Laura, Esther and Flossie are just a few of the characters that span more than 700 years of books, painting, photography and digital imagery. Each chapter is like a game of "I Spy" -- where will the girl with the book appear next?

"Girl Reading" is presented as a novel but reads like a short story collection that shares a common thread, and, like most story collections, some chapters shine while others need less time in the spotlight.

In the most engrossing chapter, "Portrait of a Lady, 1775," Ward details the relationship between two women, one dead, one alive and grieving, and the female painter who comes to finish the deceased woman's portrait. The characters' discussion of social mores, gender roles and struggles for women is unforced and powerful without sinking into cliché. In "Carte de Visite, 1864," clairvoyant twin sisters meet after a long separation and explore, together and independently, their own reasons for choosing their individual paths as a photographer and a medium.

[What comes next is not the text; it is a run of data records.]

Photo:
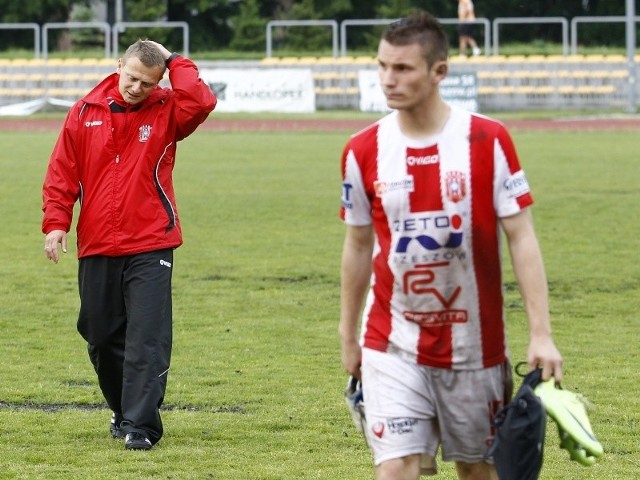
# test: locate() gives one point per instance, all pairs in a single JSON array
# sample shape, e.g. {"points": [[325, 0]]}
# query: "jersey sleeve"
{"points": [[512, 192]]}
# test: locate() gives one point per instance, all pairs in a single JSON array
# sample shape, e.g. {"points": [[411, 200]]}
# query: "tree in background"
{"points": [[248, 28], [213, 23]]}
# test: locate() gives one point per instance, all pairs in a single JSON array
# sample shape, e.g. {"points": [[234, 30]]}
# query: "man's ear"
{"points": [[441, 70]]}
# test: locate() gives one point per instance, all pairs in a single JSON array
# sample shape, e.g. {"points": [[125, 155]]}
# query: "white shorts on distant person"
{"points": [[414, 409]]}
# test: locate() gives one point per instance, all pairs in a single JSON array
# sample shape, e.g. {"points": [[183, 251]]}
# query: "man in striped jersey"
{"points": [[427, 191]]}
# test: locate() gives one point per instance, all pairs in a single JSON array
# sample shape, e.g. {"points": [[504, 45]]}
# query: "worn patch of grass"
{"points": [[255, 389]]}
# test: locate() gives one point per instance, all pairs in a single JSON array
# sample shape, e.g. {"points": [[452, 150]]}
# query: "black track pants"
{"points": [[125, 317]]}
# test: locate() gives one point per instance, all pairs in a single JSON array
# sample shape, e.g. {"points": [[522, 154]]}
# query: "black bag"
{"points": [[518, 447]]}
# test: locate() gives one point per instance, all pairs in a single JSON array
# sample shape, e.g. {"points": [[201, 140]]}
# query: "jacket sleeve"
{"points": [[61, 187], [194, 99]]}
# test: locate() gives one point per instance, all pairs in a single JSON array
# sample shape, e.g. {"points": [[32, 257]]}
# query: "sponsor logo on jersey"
{"points": [[422, 280], [516, 185], [428, 242], [418, 160], [401, 426], [378, 429], [144, 132], [382, 187], [346, 196]]}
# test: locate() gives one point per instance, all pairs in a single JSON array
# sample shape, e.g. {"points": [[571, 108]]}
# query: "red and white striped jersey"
{"points": [[436, 287]]}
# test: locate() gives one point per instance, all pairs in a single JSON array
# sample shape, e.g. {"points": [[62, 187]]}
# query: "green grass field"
{"points": [[255, 389]]}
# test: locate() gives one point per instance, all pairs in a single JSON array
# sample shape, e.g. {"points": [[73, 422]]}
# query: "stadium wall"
{"points": [[503, 82]]}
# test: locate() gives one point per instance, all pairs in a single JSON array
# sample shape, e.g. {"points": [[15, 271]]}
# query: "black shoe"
{"points": [[114, 427], [137, 441]]}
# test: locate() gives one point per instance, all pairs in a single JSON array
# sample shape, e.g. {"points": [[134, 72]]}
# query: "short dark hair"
{"points": [[147, 53], [424, 29]]}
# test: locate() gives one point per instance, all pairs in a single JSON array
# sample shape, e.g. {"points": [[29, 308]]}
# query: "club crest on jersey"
{"points": [[144, 132], [456, 186], [405, 184]]}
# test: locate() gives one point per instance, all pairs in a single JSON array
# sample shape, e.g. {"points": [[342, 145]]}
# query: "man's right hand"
{"points": [[51, 242]]}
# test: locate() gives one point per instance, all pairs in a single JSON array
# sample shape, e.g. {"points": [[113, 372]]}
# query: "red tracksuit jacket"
{"points": [[124, 184]]}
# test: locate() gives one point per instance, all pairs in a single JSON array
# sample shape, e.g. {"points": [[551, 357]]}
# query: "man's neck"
{"points": [[424, 121]]}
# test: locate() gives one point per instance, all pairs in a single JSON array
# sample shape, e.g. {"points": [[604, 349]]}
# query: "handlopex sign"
{"points": [[260, 90]]}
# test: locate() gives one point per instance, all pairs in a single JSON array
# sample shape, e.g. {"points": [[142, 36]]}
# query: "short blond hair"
{"points": [[147, 53]]}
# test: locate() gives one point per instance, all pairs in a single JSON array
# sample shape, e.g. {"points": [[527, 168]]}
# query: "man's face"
{"points": [[137, 81], [405, 78]]}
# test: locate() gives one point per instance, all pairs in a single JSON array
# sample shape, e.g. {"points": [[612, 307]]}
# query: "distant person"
{"points": [[115, 157], [427, 192], [466, 15]]}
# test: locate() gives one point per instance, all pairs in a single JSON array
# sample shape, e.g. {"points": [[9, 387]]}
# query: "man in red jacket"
{"points": [[115, 155]]}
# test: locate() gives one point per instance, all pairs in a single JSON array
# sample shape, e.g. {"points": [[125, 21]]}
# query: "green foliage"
{"points": [[249, 28], [255, 389], [216, 25]]}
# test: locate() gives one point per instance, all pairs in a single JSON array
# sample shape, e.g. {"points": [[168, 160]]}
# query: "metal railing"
{"points": [[120, 27], [386, 21], [530, 20], [26, 26], [303, 23]]}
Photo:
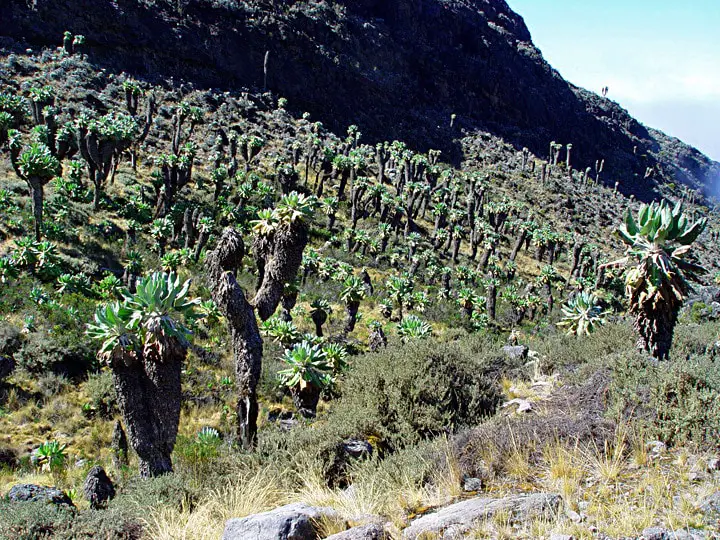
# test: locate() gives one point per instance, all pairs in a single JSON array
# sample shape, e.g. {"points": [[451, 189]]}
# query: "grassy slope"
{"points": [[624, 490]]}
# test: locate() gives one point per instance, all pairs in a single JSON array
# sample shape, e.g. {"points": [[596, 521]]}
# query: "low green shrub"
{"points": [[418, 391], [394, 400], [676, 402], [30, 521], [101, 393], [61, 354]]}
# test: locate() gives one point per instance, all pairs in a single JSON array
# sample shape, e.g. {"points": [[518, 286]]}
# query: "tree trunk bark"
{"points": [[36, 189]]}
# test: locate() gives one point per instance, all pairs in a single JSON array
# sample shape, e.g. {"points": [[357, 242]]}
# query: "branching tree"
{"points": [[279, 241], [145, 344]]}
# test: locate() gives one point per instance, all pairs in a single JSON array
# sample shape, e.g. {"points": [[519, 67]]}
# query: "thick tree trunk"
{"points": [[351, 310], [36, 189], [491, 300], [655, 327], [319, 318], [518, 244], [306, 400], [149, 395]]}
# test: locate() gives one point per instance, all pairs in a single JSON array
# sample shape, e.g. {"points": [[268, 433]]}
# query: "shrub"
{"points": [[61, 354], [418, 391], [678, 401], [101, 394], [9, 340], [167, 490], [29, 521]]}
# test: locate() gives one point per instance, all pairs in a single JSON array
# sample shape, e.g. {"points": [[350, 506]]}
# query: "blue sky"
{"points": [[659, 58]]}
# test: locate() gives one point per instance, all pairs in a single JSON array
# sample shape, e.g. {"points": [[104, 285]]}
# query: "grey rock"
{"points": [[7, 366], [459, 518], [98, 488], [656, 533], [710, 507], [573, 516], [657, 447], [516, 352], [473, 484], [692, 534], [33, 493], [372, 531], [289, 522]]}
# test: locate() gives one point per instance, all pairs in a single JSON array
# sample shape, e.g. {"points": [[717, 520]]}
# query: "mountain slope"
{"points": [[397, 69]]}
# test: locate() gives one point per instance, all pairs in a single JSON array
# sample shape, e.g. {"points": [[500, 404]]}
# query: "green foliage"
{"points": [[679, 401], [38, 161], [14, 105], [658, 272], [50, 456], [283, 332], [63, 350], [30, 521], [336, 356], [101, 394], [155, 309], [413, 327], [307, 365], [582, 314], [353, 290], [417, 391]]}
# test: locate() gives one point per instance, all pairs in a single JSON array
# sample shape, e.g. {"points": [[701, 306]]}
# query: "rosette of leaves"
{"points": [[413, 327], [307, 374], [659, 266], [582, 315], [144, 341]]}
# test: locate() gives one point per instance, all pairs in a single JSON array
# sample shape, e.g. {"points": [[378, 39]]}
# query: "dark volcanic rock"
{"points": [[397, 69], [98, 488]]}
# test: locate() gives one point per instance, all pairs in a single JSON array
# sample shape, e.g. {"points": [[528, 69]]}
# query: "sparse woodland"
{"points": [[229, 307]]}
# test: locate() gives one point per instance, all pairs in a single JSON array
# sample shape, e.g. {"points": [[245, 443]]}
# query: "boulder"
{"points": [[98, 488], [372, 531], [7, 366], [460, 518], [473, 484], [710, 507], [34, 493], [289, 522]]}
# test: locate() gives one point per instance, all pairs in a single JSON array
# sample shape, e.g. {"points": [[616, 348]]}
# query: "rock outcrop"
{"points": [[291, 522], [459, 518], [398, 69]]}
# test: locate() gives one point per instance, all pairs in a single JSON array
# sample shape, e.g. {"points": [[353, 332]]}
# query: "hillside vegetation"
{"points": [[230, 307]]}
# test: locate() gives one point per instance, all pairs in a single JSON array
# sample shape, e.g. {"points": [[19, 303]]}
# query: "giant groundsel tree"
{"points": [[659, 266], [145, 344]]}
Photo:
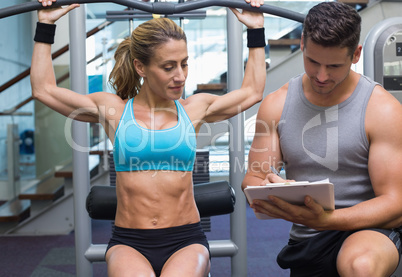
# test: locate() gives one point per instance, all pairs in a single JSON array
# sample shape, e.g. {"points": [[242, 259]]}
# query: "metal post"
{"points": [[83, 236], [13, 163], [238, 221]]}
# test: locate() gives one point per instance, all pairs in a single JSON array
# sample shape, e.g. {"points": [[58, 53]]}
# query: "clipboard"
{"points": [[294, 192]]}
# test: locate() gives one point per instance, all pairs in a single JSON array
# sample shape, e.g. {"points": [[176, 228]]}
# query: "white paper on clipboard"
{"points": [[294, 192]]}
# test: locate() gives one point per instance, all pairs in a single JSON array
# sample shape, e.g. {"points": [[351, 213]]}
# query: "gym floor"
{"points": [[54, 256]]}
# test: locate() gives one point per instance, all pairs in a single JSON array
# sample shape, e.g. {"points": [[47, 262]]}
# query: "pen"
{"points": [[273, 169]]}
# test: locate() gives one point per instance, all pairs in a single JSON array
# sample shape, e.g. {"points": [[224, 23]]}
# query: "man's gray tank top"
{"points": [[327, 142]]}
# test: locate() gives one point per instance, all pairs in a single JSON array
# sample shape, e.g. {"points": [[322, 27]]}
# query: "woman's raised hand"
{"points": [[50, 16]]}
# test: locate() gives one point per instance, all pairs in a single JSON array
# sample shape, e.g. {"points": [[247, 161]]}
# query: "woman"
{"points": [[157, 225]]}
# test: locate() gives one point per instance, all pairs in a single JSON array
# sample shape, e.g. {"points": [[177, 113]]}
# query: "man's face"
{"points": [[326, 67]]}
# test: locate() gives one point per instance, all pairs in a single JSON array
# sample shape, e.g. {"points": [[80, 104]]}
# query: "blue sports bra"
{"points": [[140, 149]]}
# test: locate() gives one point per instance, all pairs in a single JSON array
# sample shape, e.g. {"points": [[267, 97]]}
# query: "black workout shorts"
{"points": [[157, 245], [317, 256]]}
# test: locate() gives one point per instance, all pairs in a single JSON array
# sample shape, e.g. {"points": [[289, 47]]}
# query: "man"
{"points": [[332, 122]]}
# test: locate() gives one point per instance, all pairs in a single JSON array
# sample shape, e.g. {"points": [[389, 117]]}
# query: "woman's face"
{"points": [[167, 71]]}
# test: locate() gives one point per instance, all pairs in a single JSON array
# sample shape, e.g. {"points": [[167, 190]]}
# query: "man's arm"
{"points": [[265, 151]]}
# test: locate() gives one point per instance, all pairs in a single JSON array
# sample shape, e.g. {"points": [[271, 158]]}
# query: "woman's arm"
{"points": [[43, 81], [217, 108]]}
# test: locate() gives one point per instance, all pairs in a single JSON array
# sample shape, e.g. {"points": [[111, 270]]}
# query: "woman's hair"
{"points": [[141, 45], [333, 24]]}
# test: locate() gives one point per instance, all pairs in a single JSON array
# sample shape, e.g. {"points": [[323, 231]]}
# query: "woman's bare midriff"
{"points": [[155, 199]]}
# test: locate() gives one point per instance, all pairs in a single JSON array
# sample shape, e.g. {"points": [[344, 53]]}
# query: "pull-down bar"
{"points": [[161, 7]]}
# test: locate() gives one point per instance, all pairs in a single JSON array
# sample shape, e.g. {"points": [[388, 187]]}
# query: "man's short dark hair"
{"points": [[333, 24]]}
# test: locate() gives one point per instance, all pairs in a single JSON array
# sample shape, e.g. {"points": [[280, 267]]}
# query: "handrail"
{"points": [[56, 54], [161, 7]]}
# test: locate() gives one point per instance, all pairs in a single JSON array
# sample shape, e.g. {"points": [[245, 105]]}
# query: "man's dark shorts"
{"points": [[317, 256]]}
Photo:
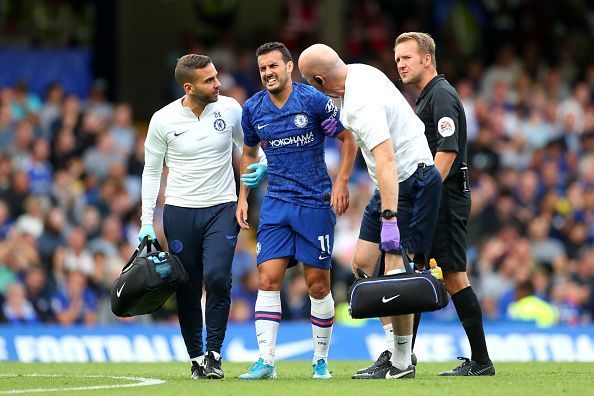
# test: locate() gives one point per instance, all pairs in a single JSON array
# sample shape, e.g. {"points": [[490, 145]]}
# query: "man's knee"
{"points": [[218, 282], [362, 263], [456, 281]]}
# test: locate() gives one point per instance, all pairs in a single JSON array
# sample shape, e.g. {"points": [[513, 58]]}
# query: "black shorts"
{"points": [[449, 241], [417, 210]]}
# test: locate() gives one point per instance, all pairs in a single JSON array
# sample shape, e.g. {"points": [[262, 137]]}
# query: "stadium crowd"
{"points": [[70, 173]]}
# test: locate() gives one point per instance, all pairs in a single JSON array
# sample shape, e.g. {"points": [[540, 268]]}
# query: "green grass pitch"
{"points": [[522, 379]]}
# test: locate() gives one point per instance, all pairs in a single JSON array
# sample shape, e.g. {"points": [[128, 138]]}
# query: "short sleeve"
{"points": [[237, 132], [250, 137], [446, 111]]}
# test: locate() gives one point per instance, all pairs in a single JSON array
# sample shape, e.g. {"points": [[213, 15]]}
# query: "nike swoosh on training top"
{"points": [[385, 300], [118, 292]]}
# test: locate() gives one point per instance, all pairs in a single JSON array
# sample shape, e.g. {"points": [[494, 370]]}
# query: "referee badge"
{"points": [[220, 124], [446, 126], [300, 120]]}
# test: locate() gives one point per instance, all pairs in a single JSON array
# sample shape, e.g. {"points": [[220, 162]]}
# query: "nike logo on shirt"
{"points": [[176, 134], [118, 292], [385, 300], [398, 375]]}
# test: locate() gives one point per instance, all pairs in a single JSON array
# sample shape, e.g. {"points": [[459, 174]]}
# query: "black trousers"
{"points": [[204, 240]]}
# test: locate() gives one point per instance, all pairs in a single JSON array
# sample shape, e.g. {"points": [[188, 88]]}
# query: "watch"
{"points": [[388, 214]]}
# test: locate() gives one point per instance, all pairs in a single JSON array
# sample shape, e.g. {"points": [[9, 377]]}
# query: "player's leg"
{"points": [[274, 249], [314, 241], [185, 243], [450, 252], [219, 229], [427, 195], [401, 363]]}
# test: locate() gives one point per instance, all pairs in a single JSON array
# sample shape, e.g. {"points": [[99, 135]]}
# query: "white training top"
{"points": [[375, 110], [198, 152]]}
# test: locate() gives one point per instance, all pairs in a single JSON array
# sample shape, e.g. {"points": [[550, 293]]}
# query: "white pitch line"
{"points": [[142, 382]]}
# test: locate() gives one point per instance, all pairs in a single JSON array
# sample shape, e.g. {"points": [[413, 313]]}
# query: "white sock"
{"points": [[322, 319], [199, 360], [402, 351], [268, 316], [389, 331]]}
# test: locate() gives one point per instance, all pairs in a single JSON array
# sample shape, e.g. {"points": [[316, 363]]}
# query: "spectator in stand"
{"points": [[76, 304], [16, 308]]}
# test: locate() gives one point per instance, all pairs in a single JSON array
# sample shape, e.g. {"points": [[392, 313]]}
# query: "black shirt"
{"points": [[440, 109]]}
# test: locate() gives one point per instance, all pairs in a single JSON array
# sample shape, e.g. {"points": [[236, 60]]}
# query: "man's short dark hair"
{"points": [[187, 64], [275, 46]]}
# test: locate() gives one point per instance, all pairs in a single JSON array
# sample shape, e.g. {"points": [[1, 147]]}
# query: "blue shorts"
{"points": [[418, 205], [288, 230]]}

"Woman Reading, 1668" takes place in the Netherlands as a Dutch artist is inspired by, and attracted to, his deaf housemaid, Esther, leading him to expand his painting subject matter. "Reader in a Shoreditch Bar, 2008" was inspired by the "Women and Girls Reading" pool on Flickr, a photo-sharing website. The final chapter, "Sibil, 2060," is idealistically jarring as Ward takes on a vision of the future where original pieces of art are removed from the public eye and "kept safe" by the government.

The variation in writing style from chapter to chapter can be daring, but Ward tackles it with a confident hand. "Girl Reading" is less about the books that these women are holding than the circumstances that brought them to hold the book in the first place. Read in one sitting as a novel or over time as short stories, "Girl Reading" is a vivid portrait of a timeless subject.

Meganne Fabrega is a freelance writer and a member of the National Book Critics Circle.